Ein Aufruf zur Erinnerungskultur
Dieser Brief an Europa ist auch ein Aufruf zum Reden. Wir haben es geschafft, eine Welt zu kreieren, in der Nachrichten in Sekundenschnelle von Vancouver nach Kapstadt gelangen, und doch sind wir erschreckend gut darin, nicht mit Menschen ins Gespräch zu kommen, die anders denken oder auf andere Erfahrungen zurückblicken als wir. Dieser Brief ist ein Aufruf, das Gespräch mit eben jenen Menschen zu suchen, die Erfahrungen von außerhalb unseres Bewusstseins mitbringen. Die deutsche Geschichte hat Traumata produziert, die innerhalb von Familien weitergereicht werden, ohne dass sie an die Öffentlichkeit geraten: Deshalb ist dieser Brief auch ein Aufruf zu mehr Verständnis dafür, dass das Vergangene auch heute noch politisch ist und aufgearbeitet werden muss.

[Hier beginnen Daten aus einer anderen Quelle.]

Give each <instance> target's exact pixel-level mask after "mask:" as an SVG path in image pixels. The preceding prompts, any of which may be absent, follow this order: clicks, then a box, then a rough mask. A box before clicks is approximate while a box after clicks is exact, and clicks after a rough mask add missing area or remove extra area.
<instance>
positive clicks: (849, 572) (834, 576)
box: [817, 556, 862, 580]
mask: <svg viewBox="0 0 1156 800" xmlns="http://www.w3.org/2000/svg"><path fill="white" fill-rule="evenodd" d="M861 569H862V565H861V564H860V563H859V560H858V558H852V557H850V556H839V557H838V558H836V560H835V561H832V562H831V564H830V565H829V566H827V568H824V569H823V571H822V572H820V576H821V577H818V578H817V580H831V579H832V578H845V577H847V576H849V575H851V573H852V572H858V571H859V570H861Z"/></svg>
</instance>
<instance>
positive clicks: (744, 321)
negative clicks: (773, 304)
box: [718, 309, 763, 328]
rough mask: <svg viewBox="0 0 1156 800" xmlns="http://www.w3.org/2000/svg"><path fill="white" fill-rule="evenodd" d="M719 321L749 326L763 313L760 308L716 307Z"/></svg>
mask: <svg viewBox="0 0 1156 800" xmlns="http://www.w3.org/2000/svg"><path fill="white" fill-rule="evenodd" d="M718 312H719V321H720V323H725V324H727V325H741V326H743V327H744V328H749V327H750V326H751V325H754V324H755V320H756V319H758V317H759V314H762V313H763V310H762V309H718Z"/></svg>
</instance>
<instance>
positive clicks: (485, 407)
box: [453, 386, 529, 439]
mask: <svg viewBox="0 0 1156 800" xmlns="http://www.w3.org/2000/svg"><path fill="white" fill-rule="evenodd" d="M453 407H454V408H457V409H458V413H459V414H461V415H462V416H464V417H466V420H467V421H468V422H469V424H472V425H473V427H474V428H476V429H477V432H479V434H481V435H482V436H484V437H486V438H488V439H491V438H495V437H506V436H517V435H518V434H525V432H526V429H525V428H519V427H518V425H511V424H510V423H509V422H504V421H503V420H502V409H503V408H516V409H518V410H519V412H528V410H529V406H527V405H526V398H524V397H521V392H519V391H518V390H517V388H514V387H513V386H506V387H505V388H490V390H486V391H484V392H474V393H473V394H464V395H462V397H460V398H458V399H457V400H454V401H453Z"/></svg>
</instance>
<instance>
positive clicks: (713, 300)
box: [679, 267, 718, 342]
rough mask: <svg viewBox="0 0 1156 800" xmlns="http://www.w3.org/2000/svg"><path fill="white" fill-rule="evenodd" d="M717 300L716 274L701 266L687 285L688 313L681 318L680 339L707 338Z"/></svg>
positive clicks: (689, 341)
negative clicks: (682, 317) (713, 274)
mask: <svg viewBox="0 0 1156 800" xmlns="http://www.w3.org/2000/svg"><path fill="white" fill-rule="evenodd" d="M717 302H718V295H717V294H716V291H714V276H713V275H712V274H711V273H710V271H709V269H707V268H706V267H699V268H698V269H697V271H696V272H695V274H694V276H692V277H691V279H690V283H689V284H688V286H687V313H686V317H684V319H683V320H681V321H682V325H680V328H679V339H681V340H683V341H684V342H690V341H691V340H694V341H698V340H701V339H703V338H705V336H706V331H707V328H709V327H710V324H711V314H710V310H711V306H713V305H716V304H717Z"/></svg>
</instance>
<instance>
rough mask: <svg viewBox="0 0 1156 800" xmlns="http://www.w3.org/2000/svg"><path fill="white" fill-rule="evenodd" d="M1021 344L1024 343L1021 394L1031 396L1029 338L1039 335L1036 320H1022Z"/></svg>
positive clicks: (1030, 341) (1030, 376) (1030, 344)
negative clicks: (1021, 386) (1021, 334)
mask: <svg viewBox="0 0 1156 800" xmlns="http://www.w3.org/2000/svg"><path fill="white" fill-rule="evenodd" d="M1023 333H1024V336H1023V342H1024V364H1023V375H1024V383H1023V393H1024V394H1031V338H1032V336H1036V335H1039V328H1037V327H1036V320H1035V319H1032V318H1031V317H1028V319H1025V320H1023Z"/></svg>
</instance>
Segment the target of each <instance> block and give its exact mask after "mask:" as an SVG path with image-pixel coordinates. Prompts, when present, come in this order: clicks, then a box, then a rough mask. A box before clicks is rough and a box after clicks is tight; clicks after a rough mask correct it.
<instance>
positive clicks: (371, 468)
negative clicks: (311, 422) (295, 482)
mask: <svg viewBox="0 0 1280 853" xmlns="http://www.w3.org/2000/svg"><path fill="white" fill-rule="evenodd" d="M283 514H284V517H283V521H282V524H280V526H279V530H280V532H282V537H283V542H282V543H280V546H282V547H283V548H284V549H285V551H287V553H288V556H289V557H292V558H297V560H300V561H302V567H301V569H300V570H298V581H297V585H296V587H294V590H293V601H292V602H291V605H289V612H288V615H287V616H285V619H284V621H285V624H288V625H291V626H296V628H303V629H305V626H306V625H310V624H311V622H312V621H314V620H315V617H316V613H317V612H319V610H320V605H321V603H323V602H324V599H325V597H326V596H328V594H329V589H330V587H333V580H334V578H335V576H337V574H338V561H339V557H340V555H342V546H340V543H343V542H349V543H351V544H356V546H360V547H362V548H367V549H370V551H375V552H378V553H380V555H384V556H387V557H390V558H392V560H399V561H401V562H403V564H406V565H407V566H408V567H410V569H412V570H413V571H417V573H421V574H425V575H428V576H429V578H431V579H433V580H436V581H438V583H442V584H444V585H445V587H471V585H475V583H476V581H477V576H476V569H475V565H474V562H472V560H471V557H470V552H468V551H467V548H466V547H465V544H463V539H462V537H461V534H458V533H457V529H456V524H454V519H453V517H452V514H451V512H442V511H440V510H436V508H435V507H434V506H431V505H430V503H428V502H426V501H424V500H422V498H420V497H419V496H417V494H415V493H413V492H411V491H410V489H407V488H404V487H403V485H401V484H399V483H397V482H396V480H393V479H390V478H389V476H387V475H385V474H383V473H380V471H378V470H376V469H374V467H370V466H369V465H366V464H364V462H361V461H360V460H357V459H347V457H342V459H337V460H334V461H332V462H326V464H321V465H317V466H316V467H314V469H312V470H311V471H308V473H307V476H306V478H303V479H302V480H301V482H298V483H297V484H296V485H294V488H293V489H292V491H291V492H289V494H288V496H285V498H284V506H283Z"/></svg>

Dieser Brief soll aber mehr als nur das sein. Die Erinnerung an den 9. November 1938 hat die Notwendigkeit spürbar gemacht, Zeitzeug*innen erzählen zu lassen. Wer in der Reichsprogramnacht geboren wurde ist heute 81 Jahre alt: Nach uns wird eine Generation kommen, die nicht mehr die Möglichkeit hat, mit eben diesen Zeitzeug*innen zu sprechen. Nichts anderes gilt für die Zeit, die Deutschland nach 1945 erlebt hat: Die DDR darf sich in unserem Bewusstsein nicht in ein Schweigen hüllen, das Platz für Verherrlichen und Verteufeln gleichermaßen lässt. Insofern ist dieser Brief vor allem ein Aufruf zum Zuhören - und zum Konservieren von Geschichten, damit auch die Generationen nach uns sie noch erfahren.